The World Humanitarian Summit is scheduled to take place in Turkey, during May 2016, a meeting proposed by UN Secretary-General Ban Ki-moon.
Breanna Ridsdel, spokesperson for the Summit, said, ”It will be more like a key moment in a conversation which has been going on for decades, and needs to go on for decades to come.”
One aim is to draw as many people into that conversation as possible, including the new players in the humanitarian field whose presence is one of the things changing the environment and making the conversation necessary.
In the past, humanitarian organizations consciously held themselves apart from anyone with military and commercial motives.

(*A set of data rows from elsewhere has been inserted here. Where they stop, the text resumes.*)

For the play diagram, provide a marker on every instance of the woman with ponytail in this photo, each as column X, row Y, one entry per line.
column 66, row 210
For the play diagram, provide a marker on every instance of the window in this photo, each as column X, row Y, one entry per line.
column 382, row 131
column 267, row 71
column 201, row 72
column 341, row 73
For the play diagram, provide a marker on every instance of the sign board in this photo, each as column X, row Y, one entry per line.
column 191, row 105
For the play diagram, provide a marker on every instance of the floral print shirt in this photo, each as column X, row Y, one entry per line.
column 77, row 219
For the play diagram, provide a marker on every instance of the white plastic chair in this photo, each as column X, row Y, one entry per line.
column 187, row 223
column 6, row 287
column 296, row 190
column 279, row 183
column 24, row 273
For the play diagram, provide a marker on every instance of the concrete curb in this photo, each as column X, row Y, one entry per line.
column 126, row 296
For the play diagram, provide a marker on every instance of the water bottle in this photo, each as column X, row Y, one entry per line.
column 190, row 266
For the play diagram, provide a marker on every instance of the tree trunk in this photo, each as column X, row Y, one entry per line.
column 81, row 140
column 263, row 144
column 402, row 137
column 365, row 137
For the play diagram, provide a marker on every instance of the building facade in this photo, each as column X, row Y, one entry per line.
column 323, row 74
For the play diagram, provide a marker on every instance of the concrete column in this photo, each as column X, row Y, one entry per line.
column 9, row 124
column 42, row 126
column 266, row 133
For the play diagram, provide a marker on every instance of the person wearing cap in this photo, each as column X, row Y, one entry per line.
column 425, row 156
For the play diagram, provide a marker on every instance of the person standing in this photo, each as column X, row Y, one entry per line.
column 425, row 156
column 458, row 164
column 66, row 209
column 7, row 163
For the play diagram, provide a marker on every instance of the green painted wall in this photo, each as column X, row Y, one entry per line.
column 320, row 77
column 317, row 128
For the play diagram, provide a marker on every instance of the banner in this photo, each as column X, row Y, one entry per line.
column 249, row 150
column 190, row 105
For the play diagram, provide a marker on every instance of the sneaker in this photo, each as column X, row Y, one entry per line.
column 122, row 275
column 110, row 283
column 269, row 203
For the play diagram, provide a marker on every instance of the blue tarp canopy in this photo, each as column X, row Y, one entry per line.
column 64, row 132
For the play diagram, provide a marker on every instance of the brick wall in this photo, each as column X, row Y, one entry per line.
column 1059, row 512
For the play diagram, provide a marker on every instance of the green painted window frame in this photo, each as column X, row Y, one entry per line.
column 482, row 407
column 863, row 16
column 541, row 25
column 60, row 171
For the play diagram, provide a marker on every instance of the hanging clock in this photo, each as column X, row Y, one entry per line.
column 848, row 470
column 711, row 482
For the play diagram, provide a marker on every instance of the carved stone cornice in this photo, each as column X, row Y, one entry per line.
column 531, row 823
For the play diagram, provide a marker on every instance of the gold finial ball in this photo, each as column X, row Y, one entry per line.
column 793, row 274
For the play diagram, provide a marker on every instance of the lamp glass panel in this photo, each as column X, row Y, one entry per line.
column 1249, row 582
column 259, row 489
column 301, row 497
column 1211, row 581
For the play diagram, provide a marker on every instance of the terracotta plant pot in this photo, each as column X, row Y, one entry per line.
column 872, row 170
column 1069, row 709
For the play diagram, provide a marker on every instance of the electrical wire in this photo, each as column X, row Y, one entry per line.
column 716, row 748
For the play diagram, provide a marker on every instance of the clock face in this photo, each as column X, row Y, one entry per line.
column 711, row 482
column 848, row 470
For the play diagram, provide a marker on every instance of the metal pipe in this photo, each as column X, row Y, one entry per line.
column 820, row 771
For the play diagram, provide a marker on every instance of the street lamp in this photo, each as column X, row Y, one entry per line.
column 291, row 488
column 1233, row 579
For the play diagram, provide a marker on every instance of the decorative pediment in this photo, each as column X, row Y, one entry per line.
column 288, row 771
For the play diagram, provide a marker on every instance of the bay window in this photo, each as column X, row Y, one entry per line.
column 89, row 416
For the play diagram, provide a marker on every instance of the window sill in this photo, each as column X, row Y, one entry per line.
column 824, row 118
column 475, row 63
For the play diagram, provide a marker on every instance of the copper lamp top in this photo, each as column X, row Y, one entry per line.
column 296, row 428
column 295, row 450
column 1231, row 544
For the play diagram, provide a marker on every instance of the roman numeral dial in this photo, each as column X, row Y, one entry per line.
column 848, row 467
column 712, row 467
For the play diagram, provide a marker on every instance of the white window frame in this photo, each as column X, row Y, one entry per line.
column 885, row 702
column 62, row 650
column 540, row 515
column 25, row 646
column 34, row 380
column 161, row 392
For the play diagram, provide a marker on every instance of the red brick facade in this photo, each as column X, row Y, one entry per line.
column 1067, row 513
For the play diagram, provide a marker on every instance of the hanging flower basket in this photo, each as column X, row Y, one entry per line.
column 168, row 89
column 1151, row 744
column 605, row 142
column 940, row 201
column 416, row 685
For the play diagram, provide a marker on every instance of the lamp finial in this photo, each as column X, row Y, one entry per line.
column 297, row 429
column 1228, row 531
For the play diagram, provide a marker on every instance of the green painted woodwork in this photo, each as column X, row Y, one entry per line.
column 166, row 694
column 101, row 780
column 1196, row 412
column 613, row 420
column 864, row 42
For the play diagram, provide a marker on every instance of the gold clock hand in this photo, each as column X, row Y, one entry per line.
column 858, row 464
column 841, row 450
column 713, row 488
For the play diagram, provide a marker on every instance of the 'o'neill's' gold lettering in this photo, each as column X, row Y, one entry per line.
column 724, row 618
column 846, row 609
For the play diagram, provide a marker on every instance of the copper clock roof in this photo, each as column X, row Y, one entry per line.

Now they are being urged to collaborate with the private sector and in some cases, even the military.
In the past, aid was given by rich, developed countries to the poor and the undeveloped. Now the lines are not so clear. Former aid recipients are now middle income countries and aid-givers themselves, and they approach things in a different way. Big multinational NGOs, based in the West, have been joined by a host of local NGOs and civil society organizations working in their own countries. And awareness has grown of the instrumental response role played by aid-affected communities themselves.
Sara Pantuliano, director of the Humanitarian Policy Group at the UK’s Overseas Development Institute, says getting the balance right between the different actors will be crucial to the event’s success. “It’s a UN summit, not an inter-governmental summit,” she told IRIN. “If the recommendations which emerge are strong enough, it could make the changes in the humanitarian architecture which are so badly needed. An inter-governmental process probably wouldn’t be able to move so far. But states have to be on board so that they can take the Summit’s outcomes to the General Assembly and get the decisions required. … Governments will be invited but they won’t be driving the process.”